Top Aide to Martin Luther King Receives, Posthumously, Presidential Medal of Freedom

Bayard Rustin Organized March on Washington in ‘63

If you, like I, didn’t know the name of Bayard Rustin (1912-1987), don’t feel ashamed. Called “the unsung hero of the Civil Rights Movement, Rustin was unapologetically Black and unapologetically gay and for a significant period of history he was erased,” comments Sharon Lettman-Hicks, Executive Director of the National Black Justice Coalition for Black lesbian, gay, bisexual and transgender community.

Early Pacifist

Raised as a Quaker in West Chester, Pennsylvania, Bayard Rustin learned from his grandmother Julia to take a nonviolent yet effective stand for equality at an early age. Rustin rallied against Jim Crow laws and the case against the Scottsboro Boys in his youth.

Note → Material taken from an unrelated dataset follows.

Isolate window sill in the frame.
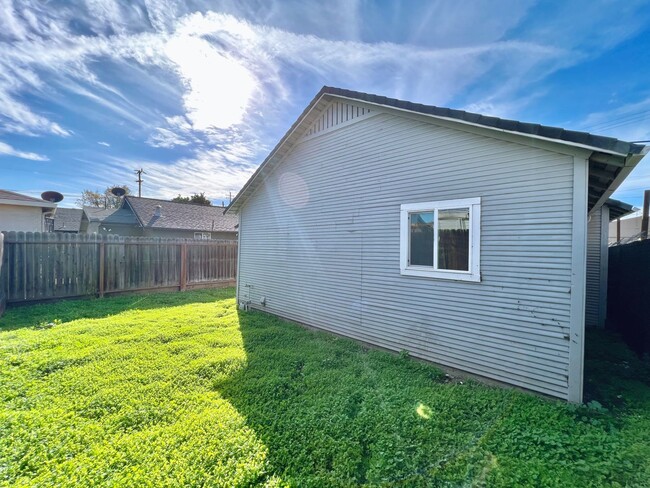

In the 1940’s, he was jailed for refusing to fight in World War II. He helped found the Congress of Racial Equality and led the first “Freedom Rides” of the 1940’s. He initially planned a “March on Washington” in 1941, but” the threat to stage a march on Washington to protest racial discrimination prompted Franklin D. Roosevelt to issue an executive order prohibiting workplace discrimination throughout defense industries,” wrote David Garrow at The New York Times.

Affiliation with Dr. King

Rustin first met Dr. Martin Luther King, Jr. in 1956 when he help organize the Montgomery Bus Boycott. It was he who educated King in Gandhian nonviolent protest principles. He is credited with mentoring King and helping to form the Southern Christian Leadership Conference. He became the top lieutenant to King and labor leader A. Phillip Randolph.

“The New Niggers Are Gay”

Early on, Rustin saw a need for coalition building and forming allies. He debated Malcolm X and stressed the importance of seeing the world’s various races as one big family. In a 1986 speech, “The New Niggers Are Gay,” he raised the similarities between the struggles of the black and LGBT communities: “The new “niggers” are gays. It is in this sense that gay people are the new barometer for social change. The question of social change should be framed with the most vulnerable group in mind: gay people.”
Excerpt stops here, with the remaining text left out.